OCing multiplier-locked AMDs

TrainTrackHack

VIP Member
Okay, so someone in these forums asked that what's the point of having multiplier-unlocked CPUs, when you can OC by raising the FSB. And then someone replied that raising the FSB too much can cause unstability and you need a nortbridge cooler cabale of dealing with the heat. But since AMD boards don't have FSB or northbridge, does this apply to them? Is there any point buying multiplier-unlocked AMDs, unless you're very very VERY serious overclocker?
 
AMD motherboards do have a northbridge, they use something called HTT instead of FSB, but its basically the same principle when overclocking,
 
...but all FSB traffic goes thru the single northbridge chip, whereas HT is some kinda "point-to-point" thingy...it's not controlled by a single chip, is it?
 
AMD still uses a basic 200 bus speed that the northgbridge runs at. When you raise the bus speed up from 200mhz when overclocking it raises the Hypertransport and memory bus speed as well, really all the buses but most boards now have the PCI bus locked a 33.3mhz
 
I know, I know...let me rephrase my question:
Is there a limit on rising HT bus speed? Like m/b FSBs are rated 800,1066, 1333 and so on, going past those can cause instability/northbridge chip overheating...is there a "rating" on HT that limit the amount you can overclock? And back to the heat problem...for what I know, there's no single "HT chip" similar to n/bridge...if something apart from the CPU overheats as a result of OCing, what is it gonna be then?
 
Ok, the Hypertransport speed on a Athlon 64 939 or AM2 is 1000/2000, that is X5 of the 200 mhz bus speed.
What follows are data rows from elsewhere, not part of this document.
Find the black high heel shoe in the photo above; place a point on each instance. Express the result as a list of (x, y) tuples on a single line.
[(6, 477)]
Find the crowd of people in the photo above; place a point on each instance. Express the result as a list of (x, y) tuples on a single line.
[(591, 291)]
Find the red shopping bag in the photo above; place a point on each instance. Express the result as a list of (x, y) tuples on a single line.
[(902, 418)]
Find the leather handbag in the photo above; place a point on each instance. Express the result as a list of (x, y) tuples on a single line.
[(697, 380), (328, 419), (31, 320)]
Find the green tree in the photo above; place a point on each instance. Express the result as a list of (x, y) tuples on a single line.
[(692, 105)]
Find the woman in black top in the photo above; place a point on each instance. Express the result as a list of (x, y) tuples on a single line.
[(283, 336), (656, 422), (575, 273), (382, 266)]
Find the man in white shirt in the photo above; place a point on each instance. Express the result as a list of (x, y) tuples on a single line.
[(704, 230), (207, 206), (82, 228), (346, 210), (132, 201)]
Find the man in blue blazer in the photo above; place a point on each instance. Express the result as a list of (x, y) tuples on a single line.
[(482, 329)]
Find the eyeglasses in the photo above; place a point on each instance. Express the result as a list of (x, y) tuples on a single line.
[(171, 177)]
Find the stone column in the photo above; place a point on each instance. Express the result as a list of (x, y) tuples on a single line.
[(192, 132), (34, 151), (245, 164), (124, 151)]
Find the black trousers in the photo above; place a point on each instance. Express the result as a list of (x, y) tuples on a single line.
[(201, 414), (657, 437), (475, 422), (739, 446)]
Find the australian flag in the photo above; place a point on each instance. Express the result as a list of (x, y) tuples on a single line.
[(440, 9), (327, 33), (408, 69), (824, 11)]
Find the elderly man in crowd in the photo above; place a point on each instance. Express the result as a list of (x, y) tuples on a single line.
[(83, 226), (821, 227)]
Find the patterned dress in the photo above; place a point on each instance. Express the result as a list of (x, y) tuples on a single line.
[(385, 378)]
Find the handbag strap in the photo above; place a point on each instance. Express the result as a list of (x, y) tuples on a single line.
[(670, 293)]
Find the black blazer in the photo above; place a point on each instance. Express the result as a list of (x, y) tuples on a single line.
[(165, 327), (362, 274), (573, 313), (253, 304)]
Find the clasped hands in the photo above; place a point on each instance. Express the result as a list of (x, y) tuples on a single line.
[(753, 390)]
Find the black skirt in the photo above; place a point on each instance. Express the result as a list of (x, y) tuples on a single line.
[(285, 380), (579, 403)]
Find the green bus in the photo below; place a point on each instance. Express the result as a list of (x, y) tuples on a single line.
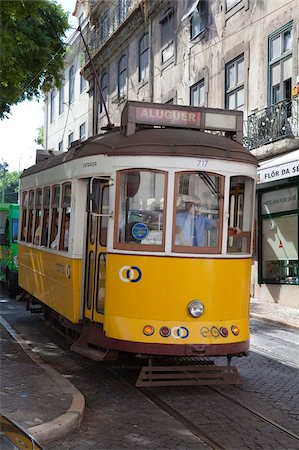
[(9, 225)]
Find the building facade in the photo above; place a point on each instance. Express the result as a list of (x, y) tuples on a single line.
[(235, 54), (66, 109)]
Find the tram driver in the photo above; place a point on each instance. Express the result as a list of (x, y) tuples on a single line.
[(191, 226)]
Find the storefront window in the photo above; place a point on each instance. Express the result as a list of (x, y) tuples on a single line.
[(141, 208), (199, 200), (280, 236)]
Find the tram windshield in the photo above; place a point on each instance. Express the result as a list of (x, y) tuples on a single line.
[(141, 207), (199, 202)]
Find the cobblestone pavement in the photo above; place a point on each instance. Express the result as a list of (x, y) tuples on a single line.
[(33, 391), (118, 416), (275, 312)]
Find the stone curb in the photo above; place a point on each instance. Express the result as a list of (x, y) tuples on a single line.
[(62, 425), (272, 320)]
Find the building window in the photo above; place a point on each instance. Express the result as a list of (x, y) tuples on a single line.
[(71, 84), (234, 74), (198, 19), (122, 76), (81, 19), (104, 27), (231, 3), (104, 89), (280, 64), (82, 84), (167, 35), (82, 132), (143, 57), (122, 10), (70, 139), (279, 225), (52, 106), (61, 100), (197, 94)]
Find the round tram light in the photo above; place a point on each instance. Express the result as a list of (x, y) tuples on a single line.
[(148, 330), (204, 331), (164, 331), (235, 330), (223, 331), (196, 308), (214, 332)]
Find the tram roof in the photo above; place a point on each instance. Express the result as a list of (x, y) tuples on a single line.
[(176, 142)]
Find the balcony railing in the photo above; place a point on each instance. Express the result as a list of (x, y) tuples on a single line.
[(272, 124), (109, 22)]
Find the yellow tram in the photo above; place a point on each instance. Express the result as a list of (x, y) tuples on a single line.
[(141, 237)]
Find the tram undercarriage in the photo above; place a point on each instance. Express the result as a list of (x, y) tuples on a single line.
[(189, 365)]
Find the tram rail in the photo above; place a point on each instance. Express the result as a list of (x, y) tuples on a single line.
[(245, 412)]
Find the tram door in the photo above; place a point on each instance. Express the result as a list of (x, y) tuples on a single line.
[(96, 242)]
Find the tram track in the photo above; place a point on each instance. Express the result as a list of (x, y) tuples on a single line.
[(256, 414), (259, 420)]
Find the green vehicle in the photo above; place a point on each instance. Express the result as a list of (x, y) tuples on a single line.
[(9, 224)]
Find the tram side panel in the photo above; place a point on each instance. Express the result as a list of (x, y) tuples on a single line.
[(53, 279), (156, 291)]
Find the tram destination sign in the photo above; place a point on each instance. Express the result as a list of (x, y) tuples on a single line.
[(159, 116), (181, 116)]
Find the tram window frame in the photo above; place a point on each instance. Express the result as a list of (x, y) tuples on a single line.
[(65, 216), (100, 283), (237, 235), (46, 216), (197, 249), (104, 219), (31, 204), (37, 217), (24, 203), (55, 212), (138, 246)]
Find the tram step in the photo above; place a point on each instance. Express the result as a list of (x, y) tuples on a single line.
[(187, 375), (95, 354)]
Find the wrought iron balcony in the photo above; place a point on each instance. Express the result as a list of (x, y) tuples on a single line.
[(278, 121)]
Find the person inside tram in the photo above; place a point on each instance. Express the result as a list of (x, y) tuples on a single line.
[(37, 232), (45, 230), (191, 226), (65, 240)]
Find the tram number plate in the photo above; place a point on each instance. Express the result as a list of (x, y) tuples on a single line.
[(202, 162)]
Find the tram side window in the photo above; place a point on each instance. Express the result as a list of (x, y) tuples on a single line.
[(37, 217), (104, 218), (30, 217), (198, 212), (141, 202), (55, 207), (240, 214), (66, 214), (24, 204), (45, 217)]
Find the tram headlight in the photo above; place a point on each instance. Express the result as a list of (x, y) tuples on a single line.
[(148, 330), (196, 308), (235, 330)]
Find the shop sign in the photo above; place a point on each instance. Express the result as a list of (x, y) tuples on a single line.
[(286, 170), (280, 200)]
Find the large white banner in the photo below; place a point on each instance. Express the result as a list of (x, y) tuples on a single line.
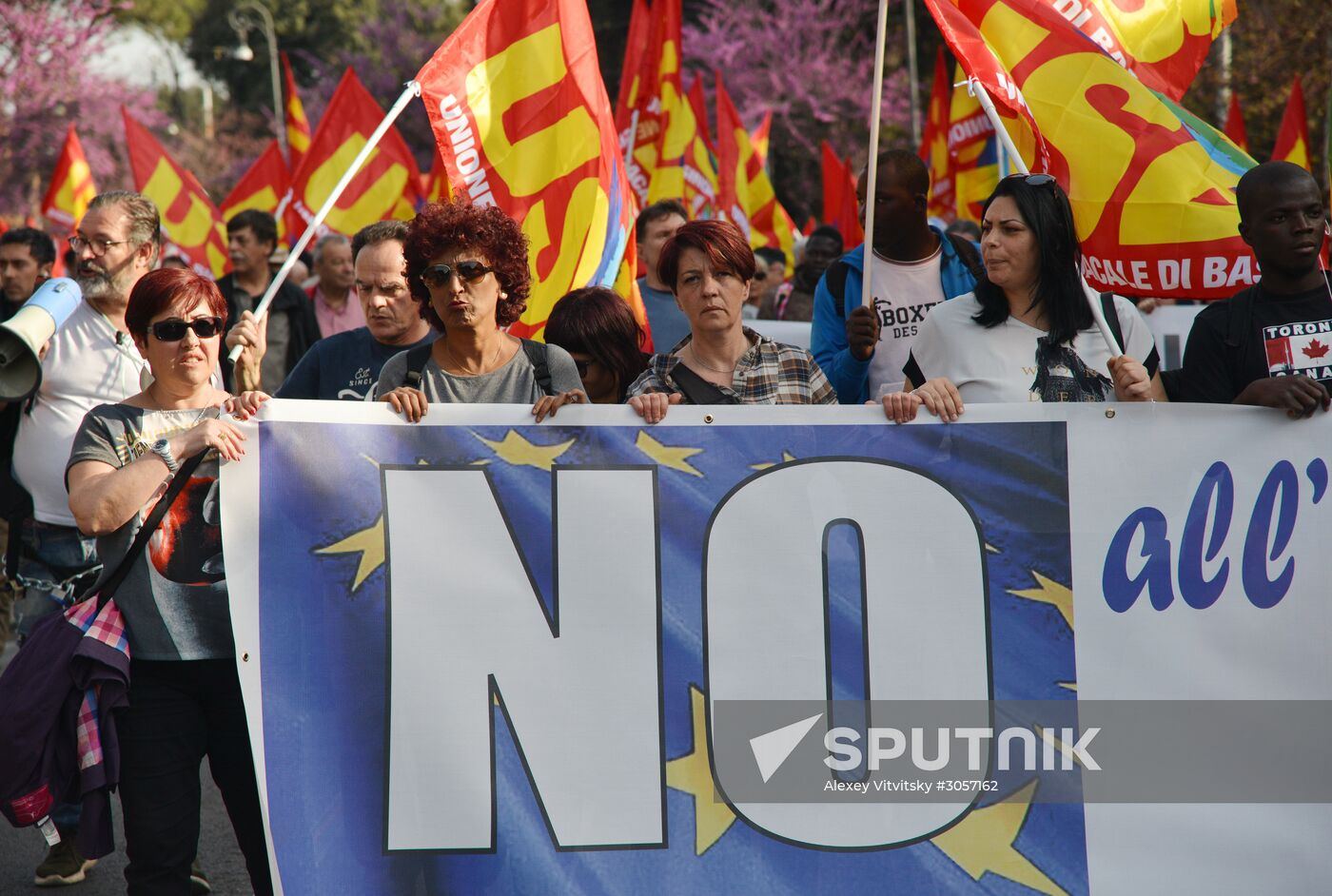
[(483, 655)]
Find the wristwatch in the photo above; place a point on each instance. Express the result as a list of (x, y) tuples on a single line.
[(162, 447)]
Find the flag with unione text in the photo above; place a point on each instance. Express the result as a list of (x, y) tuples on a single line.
[(1151, 185), (972, 150), (522, 123), (263, 186), (192, 225), (1292, 137), (934, 144), (297, 126), (70, 185), (385, 186)]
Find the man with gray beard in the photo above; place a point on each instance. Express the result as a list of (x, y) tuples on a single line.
[(89, 361)]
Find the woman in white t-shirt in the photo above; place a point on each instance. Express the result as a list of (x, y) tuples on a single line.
[(1026, 333)]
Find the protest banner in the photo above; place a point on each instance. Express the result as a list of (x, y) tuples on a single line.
[(496, 656)]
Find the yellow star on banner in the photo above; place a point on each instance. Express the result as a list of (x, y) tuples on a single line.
[(786, 458), (519, 452), (983, 842), (368, 543), (693, 773), (668, 456), (1049, 592)]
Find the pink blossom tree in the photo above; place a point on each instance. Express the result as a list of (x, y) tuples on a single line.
[(46, 84), (810, 62)]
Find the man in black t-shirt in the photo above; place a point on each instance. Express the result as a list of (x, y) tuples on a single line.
[(1271, 345)]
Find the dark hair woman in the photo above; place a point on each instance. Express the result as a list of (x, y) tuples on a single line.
[(1028, 332), (184, 693), (468, 270), (709, 266), (597, 328)]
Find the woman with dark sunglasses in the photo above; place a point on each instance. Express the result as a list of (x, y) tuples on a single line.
[(468, 270), (1028, 332), (596, 326), (184, 693)]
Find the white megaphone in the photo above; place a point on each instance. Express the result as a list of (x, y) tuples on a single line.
[(23, 336)]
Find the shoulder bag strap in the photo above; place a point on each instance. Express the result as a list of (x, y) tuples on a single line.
[(539, 365), (107, 589)]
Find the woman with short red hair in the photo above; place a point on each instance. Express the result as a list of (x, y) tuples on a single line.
[(184, 693), (709, 266)]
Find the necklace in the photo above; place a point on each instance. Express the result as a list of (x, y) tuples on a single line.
[(462, 370), (708, 366)]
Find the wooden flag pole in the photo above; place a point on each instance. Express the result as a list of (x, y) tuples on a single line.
[(409, 92), (978, 90), (872, 169)]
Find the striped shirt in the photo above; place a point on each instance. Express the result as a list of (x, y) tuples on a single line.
[(769, 373)]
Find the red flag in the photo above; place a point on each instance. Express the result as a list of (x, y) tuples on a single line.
[(522, 122), (70, 185), (1292, 139), (297, 126), (190, 223), (1235, 123), (385, 186), (263, 186), (934, 144)]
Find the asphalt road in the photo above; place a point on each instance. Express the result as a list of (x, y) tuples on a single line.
[(23, 848)]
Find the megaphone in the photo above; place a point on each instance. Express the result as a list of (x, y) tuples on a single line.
[(23, 336)]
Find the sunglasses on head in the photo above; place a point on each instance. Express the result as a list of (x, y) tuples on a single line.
[(1032, 180), (468, 272), (206, 328)]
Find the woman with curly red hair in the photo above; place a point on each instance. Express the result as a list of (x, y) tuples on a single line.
[(468, 270)]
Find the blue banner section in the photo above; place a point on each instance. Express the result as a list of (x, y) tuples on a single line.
[(323, 615)]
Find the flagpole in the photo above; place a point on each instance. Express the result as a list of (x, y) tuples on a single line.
[(978, 90), (872, 169), (410, 90)]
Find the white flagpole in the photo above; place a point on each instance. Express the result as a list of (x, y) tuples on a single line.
[(872, 166), (1021, 164), (410, 90)]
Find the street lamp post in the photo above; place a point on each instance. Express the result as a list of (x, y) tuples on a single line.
[(243, 17)]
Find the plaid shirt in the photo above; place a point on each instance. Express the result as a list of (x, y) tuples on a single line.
[(769, 373)]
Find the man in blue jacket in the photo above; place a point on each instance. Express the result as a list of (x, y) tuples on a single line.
[(862, 350)]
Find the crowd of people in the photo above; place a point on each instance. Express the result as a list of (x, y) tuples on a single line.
[(416, 313)]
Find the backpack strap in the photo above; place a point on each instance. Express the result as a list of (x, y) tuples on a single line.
[(968, 253), (539, 363), (417, 359), (1107, 308), (698, 390)]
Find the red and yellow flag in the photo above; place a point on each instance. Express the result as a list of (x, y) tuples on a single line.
[(1292, 137), (759, 137), (263, 186), (1151, 185), (297, 126), (972, 150), (190, 223), (386, 185), (934, 144), (1163, 42), (1235, 123), (523, 123), (70, 185)]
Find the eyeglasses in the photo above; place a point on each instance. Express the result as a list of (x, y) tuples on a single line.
[(97, 246), (1032, 180), (468, 272), (206, 328)]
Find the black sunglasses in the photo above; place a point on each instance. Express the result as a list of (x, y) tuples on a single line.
[(206, 328), (437, 276), (1032, 180)]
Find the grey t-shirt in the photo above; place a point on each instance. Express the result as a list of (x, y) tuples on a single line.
[(513, 383), (175, 595)]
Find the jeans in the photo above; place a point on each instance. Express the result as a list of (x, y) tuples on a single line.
[(55, 566), (179, 712)]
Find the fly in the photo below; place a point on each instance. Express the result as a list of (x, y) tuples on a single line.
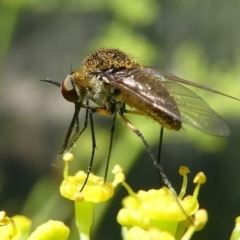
[(112, 80)]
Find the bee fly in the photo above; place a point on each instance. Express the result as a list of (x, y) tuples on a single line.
[(112, 80)]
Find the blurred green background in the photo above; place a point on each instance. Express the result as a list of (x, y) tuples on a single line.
[(195, 40)]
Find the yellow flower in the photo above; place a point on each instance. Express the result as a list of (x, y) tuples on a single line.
[(236, 231), (161, 209), (13, 228)]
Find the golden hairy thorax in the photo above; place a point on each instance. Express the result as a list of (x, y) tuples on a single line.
[(105, 59)]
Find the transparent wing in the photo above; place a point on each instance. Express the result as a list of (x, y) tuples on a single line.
[(194, 110)]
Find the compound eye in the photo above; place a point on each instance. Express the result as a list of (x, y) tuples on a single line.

The hypertransport limit on stability is somewhere between 1050 and 1075mhz maybe more depending on the quality of the board, but having a higher or slower HT speed to a point has not effect on performance. So if your raise you bus speed to oveclock, your HT speed increases 5 mhz for every 1 mhz you raise the bus. When your HT gets near the instability point you just set the HT mulitplier to X4 and it lowers your HT speed back down. As far as heat when raising your bus speed from 200 mhz does raise the heat of the northbridge by a small amount but you really only have to worry about heat when you raise the bus speed up enough to cause the northbridge to go unstable and you bump up the voltage to get it stable. Voltage is the devil of heat not mhz speed. Raising voltage to get stability is what really starts the heat buildup when overclocking.
 
So, if I got this right...raising HT doesn't affect CPU speed, it's rasing the bus that does so...both HT and CPU run to the beat of the bus, and you can set multipliers of both CPU *and* HT separately?
 
Like taylormsj said that is more or less correct. The Hypertransport and CPU have separate multipliers. Raising the basic bus speed increases both but you can drop the HT multiplier to get it back in spec.